Я спросил тихо:
-Скажи мне, скажи пожалуйста — разве за это?
Керженцев молчал. Мы с ним курили на предпоследнем этаже башни. Наскальные картинки плясали, озаряемые светом моей зажигалки, его солдатских спичек. В дыры задувал майский ветер, ногам было холодно; он молча крутил пальцем, вырисовывал полукруги, словно бы объясняя — но объяснять ему было нечего. Я продолжал:
-Да уж, молчишь, Юра. Молчишь... Думаешь, будто бы спрашивая, я опровергну — будто бы услышав твой ответ, я скажу, как ты неправ и предложу свой вариант. Что-то в этом духе? Но ответа нет и у меня. Я ни черта совсем не знаю. - Раздраженно махнул рукой в стену. - Только эту чертовщину и помню, ее бы объяснить попытался. Но не могу. Наверное, ты разочарован.
Керженцев молчал. Покачал головой, но молчанья не нарушил.
-Знаешь, Юра — все это выглядит так неправдаподобно, что Вавилон становится реальней, Джйотиш должен преподаваться в школе, а мы должны постоянно куда-то брести. Я задыхаюсь почти всегда. Задыхаюсь и думаю: мог бы я не задыхаться, если бы Вавилон мог быть невозможен. Если бы со следующего этажа, куда мы поднимемся, докурив, не упала Таня. Или не прыгнула. Или ее кто-то не столкнул — это возможно. Но это, - опомнился я. - прерогатива моя, а не твоя — мои вопросы, на которые отвечать мне. А тебе на другой. Так за что вы воевали, Юра? Я дал тебе столько времени подумать. Я столько тебе рассказал и показал — ты сам мог убедиться, ты сам не узнаешь ни единой улицы, что там говорить — вместо Метизного новая многоэтажка, никаких тебе конфликтов с Чумаком, все в прошлом.
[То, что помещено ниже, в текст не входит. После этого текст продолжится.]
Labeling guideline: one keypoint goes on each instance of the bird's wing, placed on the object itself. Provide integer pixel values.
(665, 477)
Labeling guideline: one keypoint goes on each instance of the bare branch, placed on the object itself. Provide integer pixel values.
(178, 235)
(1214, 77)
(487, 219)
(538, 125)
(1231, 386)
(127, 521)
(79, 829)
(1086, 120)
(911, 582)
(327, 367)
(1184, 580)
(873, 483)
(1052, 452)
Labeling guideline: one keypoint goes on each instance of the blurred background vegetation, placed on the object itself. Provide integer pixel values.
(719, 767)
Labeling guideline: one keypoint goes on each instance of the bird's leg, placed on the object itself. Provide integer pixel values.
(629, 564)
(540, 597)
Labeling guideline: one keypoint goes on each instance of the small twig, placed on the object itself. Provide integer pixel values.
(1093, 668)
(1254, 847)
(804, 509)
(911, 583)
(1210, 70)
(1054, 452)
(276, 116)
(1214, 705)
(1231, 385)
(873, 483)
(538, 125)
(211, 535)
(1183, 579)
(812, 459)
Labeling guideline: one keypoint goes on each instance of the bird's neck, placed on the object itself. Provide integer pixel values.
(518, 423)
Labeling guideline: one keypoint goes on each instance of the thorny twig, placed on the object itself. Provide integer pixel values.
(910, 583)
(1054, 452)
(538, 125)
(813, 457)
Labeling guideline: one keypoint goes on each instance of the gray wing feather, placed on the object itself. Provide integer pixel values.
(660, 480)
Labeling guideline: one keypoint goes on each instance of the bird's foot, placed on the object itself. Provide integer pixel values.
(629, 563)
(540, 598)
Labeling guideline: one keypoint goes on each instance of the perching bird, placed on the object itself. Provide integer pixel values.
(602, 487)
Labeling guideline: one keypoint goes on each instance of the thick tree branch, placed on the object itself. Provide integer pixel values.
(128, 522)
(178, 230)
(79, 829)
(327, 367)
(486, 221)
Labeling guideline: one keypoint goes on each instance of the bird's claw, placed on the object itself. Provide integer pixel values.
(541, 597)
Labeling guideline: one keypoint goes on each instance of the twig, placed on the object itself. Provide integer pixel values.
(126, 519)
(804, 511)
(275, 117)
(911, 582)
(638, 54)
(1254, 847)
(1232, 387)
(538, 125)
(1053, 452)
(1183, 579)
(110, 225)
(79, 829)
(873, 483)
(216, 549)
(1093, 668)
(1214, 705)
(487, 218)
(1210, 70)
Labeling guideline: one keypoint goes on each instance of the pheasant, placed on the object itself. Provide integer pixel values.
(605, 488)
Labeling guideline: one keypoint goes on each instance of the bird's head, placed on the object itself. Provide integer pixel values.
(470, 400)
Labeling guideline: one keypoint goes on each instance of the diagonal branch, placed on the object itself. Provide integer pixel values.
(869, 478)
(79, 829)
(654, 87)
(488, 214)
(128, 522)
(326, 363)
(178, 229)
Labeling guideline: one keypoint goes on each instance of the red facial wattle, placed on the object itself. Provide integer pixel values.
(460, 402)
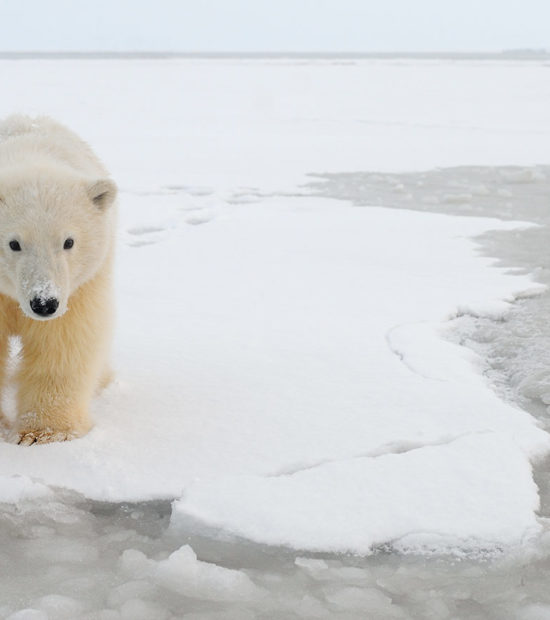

На подступах к штабу в трубе открыли новый парк неизвестно для кого — чтобы вандалы спустя три дня сломали пьяными ударами две урны, вот тебе протест, хваленая «гражданская позиция» Беленского... Юра! - взмолился я. Меня бросило в жар — я больше не мог говорить. - Скажи мне, дорогой мой лейтенант, посмотри на это, погляди на меня перед последним этажом этой проклятой башни — погляди и скажи наконец, за что вы воевали? Победили ли вы? Отстояли ли этот город и его будущее — нищее, безрадостное, такое, в котором здоровяки вроде Краба просиживают штаны за письмами, а влюбленные в жизнь мальчишки вроде Беленского вынуждены бороться за самих себя — и неизменно проигрывать?! Скажи, скажи мне! - я кричал на него, а он все молча курил. - За что ты воевал? За что находил в себе силы вставать и идти, видеть смерть на кончике сигареты, знать, верить и чувствовать? За что, Юра, ну скажи наконец!
Мы долго еще молчали. Он прошелся, пнул ногой камень. Улыбнулся как-то криво, поправил очки. Сказал:
-За мой Киев. За то, чтобы и здесь он был.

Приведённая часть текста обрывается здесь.